Anger, Artistry Characterize AFI Docs Audience Award Winner June 23, 2015

Last year’s AFI Docs’ festival opener, Scott Teems’ Holbrook/Twain, provided a model for showbiz documentaries. Not only is actor Hal Holbrook a fascinating subject when discussing his best-known performance (a one-man show in which he plays Mark Twain), but director Teems includes Holbrook’s’ children discussing the impact of their father’s constant time on the road while they were young. While not exclusively negative, their regrets, and Holbrook’s’ own rueful comments about what he missed out on during those years, elevate Holbrook/Twain to a level of poignancy and insight rarely achieved by documentary profiles of famous artists.

Earlier this year, FilmFest DC screened a series of documentaries focused on another type of performer—the jazz musician—with the bracing Be Known, about percussionist Kahil El’Zabar, and Jaco, about jazz bass superstar Jaco Pastorius. The two films, each of which included outstanding performance clips of the musicians, took different approaches to discussing their subjects’ personal lives. Be Known bluntly addressed El’Zabar’s prickly personality and destructive physical appetites, as acknowledged (to some extent) by El’Zabar himself and those close to him, while Jaco was comprised mainly of famous people saying mostly laudatory things about Pastorius, whose downward spiral was not entirely self-inflicted. In the film, even Pastorius’ offspring find silver linings to describe the father who was mostly absent from their lives.

I was only able to see one feature on Day 3 of AFI Docs, What Happened, Miss Simone?, which would go on to win the festival’s Audience award for Best Feature. The story of jazz icon Nina Simone, the film is, like the aforementioned jazz documentaries, at its best in the performance clips of Simone on stage. Yet while its on-camera interview subjects (Simone died in 2003) include Simone’s daughter Lisa acknowledging the difficulty of life with her mother (“My mother was Nina Simone 24/7, and that’s where it became a problem.”), the only infrequently transcends its largely standard documentary presentation methods. Among the film’s standout moments are Simone’s scribbled missives acknowledging her unceasing sense of anger.

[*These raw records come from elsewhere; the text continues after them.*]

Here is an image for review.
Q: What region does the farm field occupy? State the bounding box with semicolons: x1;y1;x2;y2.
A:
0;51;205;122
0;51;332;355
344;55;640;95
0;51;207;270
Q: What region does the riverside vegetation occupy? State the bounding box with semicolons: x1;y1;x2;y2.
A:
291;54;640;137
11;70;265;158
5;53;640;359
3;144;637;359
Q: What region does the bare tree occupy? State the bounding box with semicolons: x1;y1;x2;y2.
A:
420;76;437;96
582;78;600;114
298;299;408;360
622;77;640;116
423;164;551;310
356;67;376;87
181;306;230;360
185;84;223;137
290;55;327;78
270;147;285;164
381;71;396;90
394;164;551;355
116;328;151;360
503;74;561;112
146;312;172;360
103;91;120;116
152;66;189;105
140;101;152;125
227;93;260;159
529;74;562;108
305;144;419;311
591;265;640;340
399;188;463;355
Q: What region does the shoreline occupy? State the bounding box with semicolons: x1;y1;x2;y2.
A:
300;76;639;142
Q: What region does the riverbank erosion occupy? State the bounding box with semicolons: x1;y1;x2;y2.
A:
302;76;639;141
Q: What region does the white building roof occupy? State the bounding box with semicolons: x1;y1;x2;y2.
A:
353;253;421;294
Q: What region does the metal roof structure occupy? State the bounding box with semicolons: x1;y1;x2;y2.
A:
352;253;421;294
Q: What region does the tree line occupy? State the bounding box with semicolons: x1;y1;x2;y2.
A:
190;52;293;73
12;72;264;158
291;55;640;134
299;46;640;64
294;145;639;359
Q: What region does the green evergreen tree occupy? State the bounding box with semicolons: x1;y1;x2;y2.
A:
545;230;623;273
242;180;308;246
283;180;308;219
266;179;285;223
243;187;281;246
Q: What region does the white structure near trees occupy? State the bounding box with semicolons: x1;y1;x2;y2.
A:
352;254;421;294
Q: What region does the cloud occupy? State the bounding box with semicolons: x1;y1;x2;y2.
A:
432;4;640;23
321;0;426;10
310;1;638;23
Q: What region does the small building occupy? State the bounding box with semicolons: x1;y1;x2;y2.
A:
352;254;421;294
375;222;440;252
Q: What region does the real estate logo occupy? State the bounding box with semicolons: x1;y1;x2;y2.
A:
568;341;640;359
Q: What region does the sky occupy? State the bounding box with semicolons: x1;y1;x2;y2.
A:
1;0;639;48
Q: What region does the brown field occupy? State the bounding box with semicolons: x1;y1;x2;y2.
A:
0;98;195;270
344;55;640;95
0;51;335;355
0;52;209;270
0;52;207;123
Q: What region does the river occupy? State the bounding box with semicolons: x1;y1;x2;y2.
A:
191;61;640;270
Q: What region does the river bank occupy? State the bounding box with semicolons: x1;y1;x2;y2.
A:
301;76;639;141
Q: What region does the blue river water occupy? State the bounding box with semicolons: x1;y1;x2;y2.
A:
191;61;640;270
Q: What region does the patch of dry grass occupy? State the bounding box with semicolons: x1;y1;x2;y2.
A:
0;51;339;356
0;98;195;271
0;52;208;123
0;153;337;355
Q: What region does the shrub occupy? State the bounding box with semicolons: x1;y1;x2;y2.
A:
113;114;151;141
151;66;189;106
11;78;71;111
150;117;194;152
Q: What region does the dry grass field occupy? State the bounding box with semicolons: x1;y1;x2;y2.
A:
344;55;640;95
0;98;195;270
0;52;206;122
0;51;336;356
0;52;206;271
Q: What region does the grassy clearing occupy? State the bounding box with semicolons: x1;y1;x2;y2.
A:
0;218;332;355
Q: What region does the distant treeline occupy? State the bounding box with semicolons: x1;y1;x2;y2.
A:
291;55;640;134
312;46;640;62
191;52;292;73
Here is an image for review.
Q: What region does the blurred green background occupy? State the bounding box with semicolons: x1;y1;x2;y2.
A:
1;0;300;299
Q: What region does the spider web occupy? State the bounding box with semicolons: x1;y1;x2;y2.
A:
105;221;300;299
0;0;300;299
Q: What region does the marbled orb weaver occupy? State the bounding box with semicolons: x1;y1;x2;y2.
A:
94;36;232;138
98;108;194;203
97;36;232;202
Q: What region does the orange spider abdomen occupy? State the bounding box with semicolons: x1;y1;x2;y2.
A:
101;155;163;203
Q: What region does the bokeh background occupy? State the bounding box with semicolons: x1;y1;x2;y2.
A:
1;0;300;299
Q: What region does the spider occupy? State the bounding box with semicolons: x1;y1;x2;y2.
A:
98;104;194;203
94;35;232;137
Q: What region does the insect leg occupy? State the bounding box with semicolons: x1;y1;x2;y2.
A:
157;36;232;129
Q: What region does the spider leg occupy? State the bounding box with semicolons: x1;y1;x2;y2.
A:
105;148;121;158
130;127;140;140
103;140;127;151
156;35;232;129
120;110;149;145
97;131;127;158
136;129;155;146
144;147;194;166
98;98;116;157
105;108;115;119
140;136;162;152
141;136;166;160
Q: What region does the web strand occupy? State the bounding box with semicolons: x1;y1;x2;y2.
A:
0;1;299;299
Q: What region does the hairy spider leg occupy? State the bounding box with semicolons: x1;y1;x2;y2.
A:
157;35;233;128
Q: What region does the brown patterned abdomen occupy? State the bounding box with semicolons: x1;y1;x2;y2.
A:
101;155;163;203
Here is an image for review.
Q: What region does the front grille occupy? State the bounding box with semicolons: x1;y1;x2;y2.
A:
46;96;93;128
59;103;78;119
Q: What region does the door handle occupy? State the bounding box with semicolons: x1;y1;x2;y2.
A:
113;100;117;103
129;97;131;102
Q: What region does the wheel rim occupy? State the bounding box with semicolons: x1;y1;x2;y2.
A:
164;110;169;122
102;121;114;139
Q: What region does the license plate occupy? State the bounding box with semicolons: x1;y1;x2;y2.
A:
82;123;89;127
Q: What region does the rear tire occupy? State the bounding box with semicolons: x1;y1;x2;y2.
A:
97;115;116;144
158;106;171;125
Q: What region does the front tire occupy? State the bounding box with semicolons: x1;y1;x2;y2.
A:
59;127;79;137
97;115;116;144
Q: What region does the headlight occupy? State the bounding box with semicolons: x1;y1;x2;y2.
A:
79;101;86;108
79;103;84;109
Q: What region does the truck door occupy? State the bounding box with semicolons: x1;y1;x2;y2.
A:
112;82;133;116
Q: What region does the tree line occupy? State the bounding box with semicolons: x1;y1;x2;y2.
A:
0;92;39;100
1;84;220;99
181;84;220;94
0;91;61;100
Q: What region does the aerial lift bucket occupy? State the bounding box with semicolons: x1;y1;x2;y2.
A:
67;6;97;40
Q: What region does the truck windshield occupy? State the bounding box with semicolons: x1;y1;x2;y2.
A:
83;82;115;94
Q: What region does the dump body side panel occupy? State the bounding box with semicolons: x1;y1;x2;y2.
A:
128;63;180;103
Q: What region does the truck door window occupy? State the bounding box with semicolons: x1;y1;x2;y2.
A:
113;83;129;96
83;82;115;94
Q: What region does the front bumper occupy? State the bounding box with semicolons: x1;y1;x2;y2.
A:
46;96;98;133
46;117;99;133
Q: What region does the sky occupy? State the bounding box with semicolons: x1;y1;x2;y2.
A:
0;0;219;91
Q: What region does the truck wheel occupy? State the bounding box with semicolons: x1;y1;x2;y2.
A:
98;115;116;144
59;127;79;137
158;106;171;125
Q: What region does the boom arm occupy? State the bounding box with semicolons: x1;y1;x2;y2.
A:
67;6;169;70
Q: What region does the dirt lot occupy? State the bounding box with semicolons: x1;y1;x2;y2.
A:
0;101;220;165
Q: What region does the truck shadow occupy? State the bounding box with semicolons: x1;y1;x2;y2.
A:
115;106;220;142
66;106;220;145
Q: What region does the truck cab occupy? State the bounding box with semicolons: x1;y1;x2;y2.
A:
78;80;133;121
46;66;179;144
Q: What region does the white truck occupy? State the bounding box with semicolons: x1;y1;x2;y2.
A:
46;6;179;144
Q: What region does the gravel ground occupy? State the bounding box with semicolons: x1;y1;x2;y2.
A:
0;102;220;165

While her disposition was sometimes justified—external forces like the civil rights struggle and a husband who turned abusive fed her hostility—Simone herself once told Martin Luther King Jr. she had no interest in his philosophy of nonviolence.

Image Source: AFI Docs
Image Source: AFI Docs

Whether a product of her upbringing (the discipline required for her training to be a Classical pianist made her a de facto social outcast), racism (the suspected reason she wasn’t admitted into a key music program, which would lead her to eventually play jazz clubs and learn to be a vocalist), depression or just the darker side of human nature taking hold, What Happened, Miss Simone? leaves us asking the question posed by its title.

 

Trying to Find Peace

“I was a witness to a homicide,” says sheriff “Dub” Lawrence in Peace Officer, a look at the militarization of the nation’s police. “I have waited for years for a just verdict. It does not appear to be forthcoming.”

Lawrence is speaking about the death of his son-in-law at the hands of the SWAT team he helped to establish, and as long he’s on camera and Peace Officer is focused on what happened to Lawrence’s son-in-law, it’s a compelling look at a complex issue. But filmmakers Brad Barber and Scott Christopherson want to use Lawrence’s case as a microcosm of a larger issue, and the film slips as it broadens its scope to make a larger case.

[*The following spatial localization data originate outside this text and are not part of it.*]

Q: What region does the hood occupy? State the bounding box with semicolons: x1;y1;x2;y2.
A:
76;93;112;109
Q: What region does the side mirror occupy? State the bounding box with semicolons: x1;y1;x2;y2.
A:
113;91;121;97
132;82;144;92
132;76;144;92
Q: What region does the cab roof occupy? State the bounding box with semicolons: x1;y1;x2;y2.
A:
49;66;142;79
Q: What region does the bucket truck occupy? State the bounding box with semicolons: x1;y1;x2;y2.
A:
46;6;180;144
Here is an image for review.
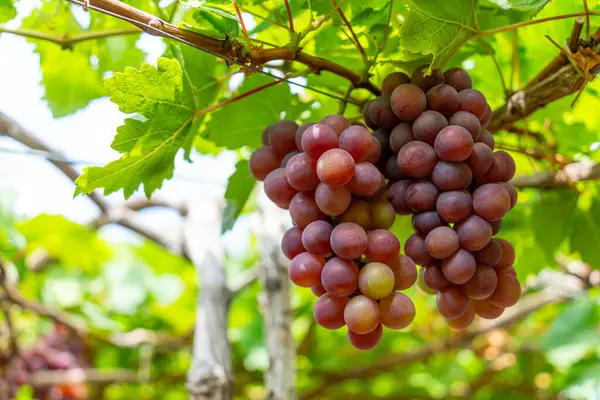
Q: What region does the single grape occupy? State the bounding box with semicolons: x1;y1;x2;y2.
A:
387;180;413;215
441;249;476;284
372;200;396;230
384;155;406;181
344;295;380;334
397;141;437;178
480;104;493;127
390;84;427;121
436;190;472;223
411;66;444;92
454;215;492;251
302;220;333;255
288;252;325;287
423;263;452;292
418;266;439;294
473;299;505;319
358;262;395;299
330;222;368;260
437;287;469;319
321;257;359;297
405;233;435;266
314;294;348;329
369;95;401;129
311;281;327;297
477;129;495;150
348;324;383;350
504;267;517;277
365;136;383;164
362;100;378;129
473;239;503;267
473;183;511;222
460;265;498;300
379;292;415;329
338;199;372;228
365;229;400;262
388;254;418;290
321;114;351;136
264;168;298;208
448;111;481;141
315;183;351;216
425;226;460;259
338;125;373;162
493;238;515;271
490;219;502;235
499;182;518;209
317;149;356;187
295;122;315;151
465;142;494;178
285;152;320;191
281;151;300;167
478;151;516;184
289;192;325;228
434;125;474;162
443;68;472;92
390;123;415;153
268;120;299;157
382;71;411;95
250;146;282;181
412;110;448;145
412;211;447;235
347;162;381;196
458;89;488;120
301;124;338;160
446;302;475;330
281;226;306;260
426;84;460;117
488;273;521;308
406;180;439;212
431;161;473;191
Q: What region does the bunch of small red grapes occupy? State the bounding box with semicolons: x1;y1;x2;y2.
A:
369;66;521;329
4;324;87;399
250;115;418;350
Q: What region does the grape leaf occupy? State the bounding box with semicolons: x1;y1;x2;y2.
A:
76;47;221;198
0;0;17;23
206;74;308;149
222;160;255;233
399;0;478;70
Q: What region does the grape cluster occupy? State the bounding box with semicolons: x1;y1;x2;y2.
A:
251;115;417;350
368;66;521;329
3;324;86;399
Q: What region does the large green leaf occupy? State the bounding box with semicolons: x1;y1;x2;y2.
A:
76;47;221;198
570;198;600;269
399;0;478;70
222;160;255;232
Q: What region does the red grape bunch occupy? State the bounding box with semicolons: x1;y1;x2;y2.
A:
366;65;521;329
250;115;418;350
5;324;87;399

Peace Officer recovers somewhat when it returns to Lawrence, allowing him to speak authoritatively and compassionately on a subject that has consumed him late in life.

“I don’t think mankind is equipped to tolerate injustice forever,” Lawrence says of what’s happening with police overreactions across the country. But, he adds, “Hopefully we can be big enough to forgive. Hopefully the truth can cut its way to the surface.”